In bell ringing, successive permutations of n bells are played one after the other. Following one permutation π, the next permutation must be obtained from π by moving the position of each bell by at most one place. For example, for n = 4, the permutation 1234 could be followed by any one of 2134,2143,1324, 1243. Show that if a_n denotes the number of permutations which could follow 12...n, then a_n = a_n-1 + a_n-2 + 1. Hence find a_n.

-Have absolutely no idea how to approach this problem, any help is appreciated.

Answer 1

Suppose that $n\ge 3$. There are $a_{n-1}$ permutations that can follow $12\ldots n$ that end in $n$. Alternatively, we can take any legitimate permutation of $12\ldots(n-2)$ and follow it with $n(n-1)$; that’s another $a_{n-2}$ permutations. Can you find the one remaining permutation that can follow $12\ldots n$? HINT: It ends in $n(n-1)$.
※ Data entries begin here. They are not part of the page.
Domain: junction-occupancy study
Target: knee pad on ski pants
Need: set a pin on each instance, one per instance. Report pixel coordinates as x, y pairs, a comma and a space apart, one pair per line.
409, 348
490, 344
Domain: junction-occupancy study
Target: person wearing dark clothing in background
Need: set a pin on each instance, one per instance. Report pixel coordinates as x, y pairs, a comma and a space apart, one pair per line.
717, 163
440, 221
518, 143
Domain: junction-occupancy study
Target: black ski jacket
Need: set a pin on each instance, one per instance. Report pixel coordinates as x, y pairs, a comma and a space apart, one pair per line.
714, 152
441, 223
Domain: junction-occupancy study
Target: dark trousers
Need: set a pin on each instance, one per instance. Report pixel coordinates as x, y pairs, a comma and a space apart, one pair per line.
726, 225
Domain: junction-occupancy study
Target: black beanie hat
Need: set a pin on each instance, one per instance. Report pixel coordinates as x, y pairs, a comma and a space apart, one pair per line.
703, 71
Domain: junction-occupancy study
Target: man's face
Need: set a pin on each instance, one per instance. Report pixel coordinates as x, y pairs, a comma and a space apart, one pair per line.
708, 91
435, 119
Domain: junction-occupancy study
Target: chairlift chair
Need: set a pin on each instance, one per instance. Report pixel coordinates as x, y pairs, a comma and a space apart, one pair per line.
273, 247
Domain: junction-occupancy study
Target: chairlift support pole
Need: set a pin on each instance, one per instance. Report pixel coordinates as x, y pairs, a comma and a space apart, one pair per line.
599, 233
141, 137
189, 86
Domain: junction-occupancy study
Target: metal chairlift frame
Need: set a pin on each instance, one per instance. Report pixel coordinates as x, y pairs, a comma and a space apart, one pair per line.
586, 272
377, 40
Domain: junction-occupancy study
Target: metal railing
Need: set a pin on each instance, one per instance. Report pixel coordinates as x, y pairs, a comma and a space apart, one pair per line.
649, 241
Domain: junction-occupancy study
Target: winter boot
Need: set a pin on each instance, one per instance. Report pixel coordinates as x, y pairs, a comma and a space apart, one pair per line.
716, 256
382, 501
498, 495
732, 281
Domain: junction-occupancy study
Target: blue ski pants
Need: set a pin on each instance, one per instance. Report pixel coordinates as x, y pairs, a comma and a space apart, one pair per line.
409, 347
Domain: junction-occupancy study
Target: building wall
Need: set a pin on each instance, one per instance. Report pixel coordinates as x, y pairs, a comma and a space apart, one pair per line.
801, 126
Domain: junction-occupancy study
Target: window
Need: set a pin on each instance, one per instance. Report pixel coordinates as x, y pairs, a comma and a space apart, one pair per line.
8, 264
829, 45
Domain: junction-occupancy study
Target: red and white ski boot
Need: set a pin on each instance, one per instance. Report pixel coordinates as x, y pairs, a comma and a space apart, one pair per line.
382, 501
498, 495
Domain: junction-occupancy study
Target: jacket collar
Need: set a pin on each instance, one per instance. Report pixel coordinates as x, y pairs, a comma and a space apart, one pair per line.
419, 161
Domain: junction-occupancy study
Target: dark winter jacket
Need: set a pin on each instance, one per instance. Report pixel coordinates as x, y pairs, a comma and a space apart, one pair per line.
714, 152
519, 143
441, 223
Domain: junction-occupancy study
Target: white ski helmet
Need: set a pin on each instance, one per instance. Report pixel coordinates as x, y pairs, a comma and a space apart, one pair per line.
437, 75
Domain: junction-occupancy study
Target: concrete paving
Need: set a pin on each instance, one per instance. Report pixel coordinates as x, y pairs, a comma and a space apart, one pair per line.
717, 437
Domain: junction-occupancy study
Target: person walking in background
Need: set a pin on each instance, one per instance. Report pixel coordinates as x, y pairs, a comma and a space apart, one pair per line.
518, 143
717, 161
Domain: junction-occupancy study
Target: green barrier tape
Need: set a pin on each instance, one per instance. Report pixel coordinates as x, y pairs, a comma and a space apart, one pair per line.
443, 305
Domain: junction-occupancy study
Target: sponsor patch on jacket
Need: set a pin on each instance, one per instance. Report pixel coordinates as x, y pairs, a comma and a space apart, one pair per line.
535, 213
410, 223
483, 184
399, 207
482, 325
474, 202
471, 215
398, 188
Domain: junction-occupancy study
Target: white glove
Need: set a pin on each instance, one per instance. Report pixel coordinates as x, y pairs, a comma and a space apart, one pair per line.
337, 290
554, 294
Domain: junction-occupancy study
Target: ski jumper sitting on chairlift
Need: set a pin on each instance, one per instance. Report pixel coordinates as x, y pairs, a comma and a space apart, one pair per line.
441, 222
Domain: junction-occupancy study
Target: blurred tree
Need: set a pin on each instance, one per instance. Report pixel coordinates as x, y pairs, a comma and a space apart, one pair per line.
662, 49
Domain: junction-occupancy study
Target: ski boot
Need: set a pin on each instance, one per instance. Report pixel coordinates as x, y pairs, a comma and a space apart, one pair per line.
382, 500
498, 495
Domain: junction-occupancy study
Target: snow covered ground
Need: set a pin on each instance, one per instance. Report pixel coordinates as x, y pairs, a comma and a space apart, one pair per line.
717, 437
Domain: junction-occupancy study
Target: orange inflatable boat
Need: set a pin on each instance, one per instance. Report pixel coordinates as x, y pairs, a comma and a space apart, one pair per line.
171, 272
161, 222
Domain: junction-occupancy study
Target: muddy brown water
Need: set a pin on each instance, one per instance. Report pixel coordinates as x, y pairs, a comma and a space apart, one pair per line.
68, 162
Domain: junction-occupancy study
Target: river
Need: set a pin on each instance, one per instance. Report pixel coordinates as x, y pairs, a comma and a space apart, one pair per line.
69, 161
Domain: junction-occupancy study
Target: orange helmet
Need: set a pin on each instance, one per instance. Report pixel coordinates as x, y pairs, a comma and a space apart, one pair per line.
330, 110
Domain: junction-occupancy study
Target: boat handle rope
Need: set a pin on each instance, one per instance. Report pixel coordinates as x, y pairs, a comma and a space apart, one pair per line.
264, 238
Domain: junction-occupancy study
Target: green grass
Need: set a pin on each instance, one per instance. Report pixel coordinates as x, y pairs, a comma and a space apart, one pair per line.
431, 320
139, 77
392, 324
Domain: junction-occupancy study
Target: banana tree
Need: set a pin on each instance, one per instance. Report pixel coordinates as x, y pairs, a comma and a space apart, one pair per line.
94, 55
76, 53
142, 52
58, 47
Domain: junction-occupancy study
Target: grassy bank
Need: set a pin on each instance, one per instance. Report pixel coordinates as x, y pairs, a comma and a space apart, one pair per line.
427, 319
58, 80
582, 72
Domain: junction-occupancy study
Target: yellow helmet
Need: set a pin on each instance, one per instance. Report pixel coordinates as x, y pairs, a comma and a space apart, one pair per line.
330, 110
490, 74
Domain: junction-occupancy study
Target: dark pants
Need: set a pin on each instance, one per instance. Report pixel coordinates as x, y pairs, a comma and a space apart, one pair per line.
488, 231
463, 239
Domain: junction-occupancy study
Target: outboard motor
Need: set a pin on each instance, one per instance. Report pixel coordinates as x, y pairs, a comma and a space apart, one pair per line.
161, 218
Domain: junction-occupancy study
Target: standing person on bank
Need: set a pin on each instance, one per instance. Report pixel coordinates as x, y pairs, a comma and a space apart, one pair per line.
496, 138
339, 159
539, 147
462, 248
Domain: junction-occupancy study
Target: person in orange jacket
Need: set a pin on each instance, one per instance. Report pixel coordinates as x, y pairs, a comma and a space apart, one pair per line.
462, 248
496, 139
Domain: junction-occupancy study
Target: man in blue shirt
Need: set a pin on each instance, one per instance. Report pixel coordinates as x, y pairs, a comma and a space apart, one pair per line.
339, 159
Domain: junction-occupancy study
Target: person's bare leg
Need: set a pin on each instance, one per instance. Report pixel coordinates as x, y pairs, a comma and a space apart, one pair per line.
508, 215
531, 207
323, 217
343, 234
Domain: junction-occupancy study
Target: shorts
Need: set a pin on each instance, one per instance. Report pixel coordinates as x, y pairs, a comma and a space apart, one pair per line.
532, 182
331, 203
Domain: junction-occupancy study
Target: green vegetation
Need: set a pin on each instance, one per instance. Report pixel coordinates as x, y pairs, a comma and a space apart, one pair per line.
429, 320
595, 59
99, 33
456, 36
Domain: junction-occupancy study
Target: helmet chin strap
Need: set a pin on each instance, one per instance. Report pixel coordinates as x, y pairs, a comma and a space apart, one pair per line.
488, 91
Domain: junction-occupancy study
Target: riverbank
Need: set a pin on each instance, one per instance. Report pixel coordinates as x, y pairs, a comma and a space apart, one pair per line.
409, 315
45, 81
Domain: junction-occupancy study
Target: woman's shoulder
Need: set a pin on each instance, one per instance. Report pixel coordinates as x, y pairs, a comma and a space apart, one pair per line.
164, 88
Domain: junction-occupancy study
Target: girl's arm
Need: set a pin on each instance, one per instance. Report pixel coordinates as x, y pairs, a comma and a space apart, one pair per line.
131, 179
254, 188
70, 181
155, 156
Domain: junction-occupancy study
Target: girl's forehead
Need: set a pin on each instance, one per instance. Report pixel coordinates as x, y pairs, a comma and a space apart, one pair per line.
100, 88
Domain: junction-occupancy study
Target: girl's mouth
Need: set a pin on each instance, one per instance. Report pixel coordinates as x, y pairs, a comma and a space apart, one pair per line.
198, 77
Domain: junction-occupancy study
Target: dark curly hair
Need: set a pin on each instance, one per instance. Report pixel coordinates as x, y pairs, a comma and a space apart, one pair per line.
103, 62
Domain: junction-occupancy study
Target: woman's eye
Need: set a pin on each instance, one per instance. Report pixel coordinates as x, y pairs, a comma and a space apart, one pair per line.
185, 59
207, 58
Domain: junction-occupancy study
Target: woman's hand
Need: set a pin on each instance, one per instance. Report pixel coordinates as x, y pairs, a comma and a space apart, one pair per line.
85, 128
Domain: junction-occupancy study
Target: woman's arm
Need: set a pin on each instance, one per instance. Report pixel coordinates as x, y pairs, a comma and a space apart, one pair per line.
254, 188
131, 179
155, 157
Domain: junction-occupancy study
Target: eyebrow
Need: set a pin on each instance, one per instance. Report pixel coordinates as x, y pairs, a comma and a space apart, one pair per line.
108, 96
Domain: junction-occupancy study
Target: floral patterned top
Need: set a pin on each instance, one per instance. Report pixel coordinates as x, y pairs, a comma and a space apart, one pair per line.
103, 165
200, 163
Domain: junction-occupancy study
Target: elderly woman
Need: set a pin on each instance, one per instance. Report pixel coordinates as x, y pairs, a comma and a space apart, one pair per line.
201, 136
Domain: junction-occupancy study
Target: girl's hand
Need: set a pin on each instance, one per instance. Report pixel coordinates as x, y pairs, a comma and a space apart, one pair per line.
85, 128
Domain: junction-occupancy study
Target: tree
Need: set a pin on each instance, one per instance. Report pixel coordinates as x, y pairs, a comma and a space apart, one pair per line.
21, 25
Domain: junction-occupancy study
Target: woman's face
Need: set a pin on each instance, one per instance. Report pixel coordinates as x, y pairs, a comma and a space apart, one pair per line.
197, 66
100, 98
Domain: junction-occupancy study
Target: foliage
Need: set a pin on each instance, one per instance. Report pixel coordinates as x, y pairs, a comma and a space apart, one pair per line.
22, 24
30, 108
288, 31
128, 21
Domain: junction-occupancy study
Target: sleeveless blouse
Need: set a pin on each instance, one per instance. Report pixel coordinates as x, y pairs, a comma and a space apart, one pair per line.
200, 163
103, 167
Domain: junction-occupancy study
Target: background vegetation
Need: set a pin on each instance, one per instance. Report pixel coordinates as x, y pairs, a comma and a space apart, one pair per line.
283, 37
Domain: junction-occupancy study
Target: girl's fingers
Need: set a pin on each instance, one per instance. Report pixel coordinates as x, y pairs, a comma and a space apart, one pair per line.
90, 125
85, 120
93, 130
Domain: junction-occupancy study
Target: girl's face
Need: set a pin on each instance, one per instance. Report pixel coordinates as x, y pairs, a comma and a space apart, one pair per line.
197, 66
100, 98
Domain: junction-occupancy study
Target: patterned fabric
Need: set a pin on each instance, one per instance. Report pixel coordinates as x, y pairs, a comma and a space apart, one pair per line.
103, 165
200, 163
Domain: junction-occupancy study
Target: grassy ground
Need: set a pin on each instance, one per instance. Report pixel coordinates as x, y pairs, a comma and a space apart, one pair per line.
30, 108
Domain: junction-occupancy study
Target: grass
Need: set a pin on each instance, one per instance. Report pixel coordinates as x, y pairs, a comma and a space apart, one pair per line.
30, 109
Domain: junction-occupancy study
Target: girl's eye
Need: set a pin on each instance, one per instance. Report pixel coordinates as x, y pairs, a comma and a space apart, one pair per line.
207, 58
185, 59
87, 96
Once you’ve established the recurrence with suitable initial conditions, you’re supposed to solve it. If you’ve studied generating functions, you can use that approach to solve it mechanically. If not, I suggest that you write out the first nine terms or so and try to find a simple relationship between them and a known sequence. I’ve added a further hint in the spoiler-protected block below.

Add $1$ to each and see if you recognize the resulting numbers.

Answer 2

Let us make the problem more general considering the recurrence $$a_n=\alpha a_{n-1}+\beta a_{n-2}+k$$ in which $k$ is a known constant.

Define $a_n=b_n+c$ and replace. So, the relation becomes $$b_n+c=\alpha (b_{n-1}+c)+\beta (b_{n-2}+c)+k=\alpha b_{n-1}+\beta b_{n-2}+(\alpha +\beta) c+k$$ So, setting $$c=(\alpha +\beta) c+k$$ that is to say $$c=\frac k {1-\alpha -\beta}$$ reduces the recurrence equation to $$b_n=\alpha b_{n-1}+\beta b_{n-2}$$ which is simple.

In your case, $\alpha=1$, $\beta =1$, $k=1$ then $c=-1$.

I am sure that you can take from here.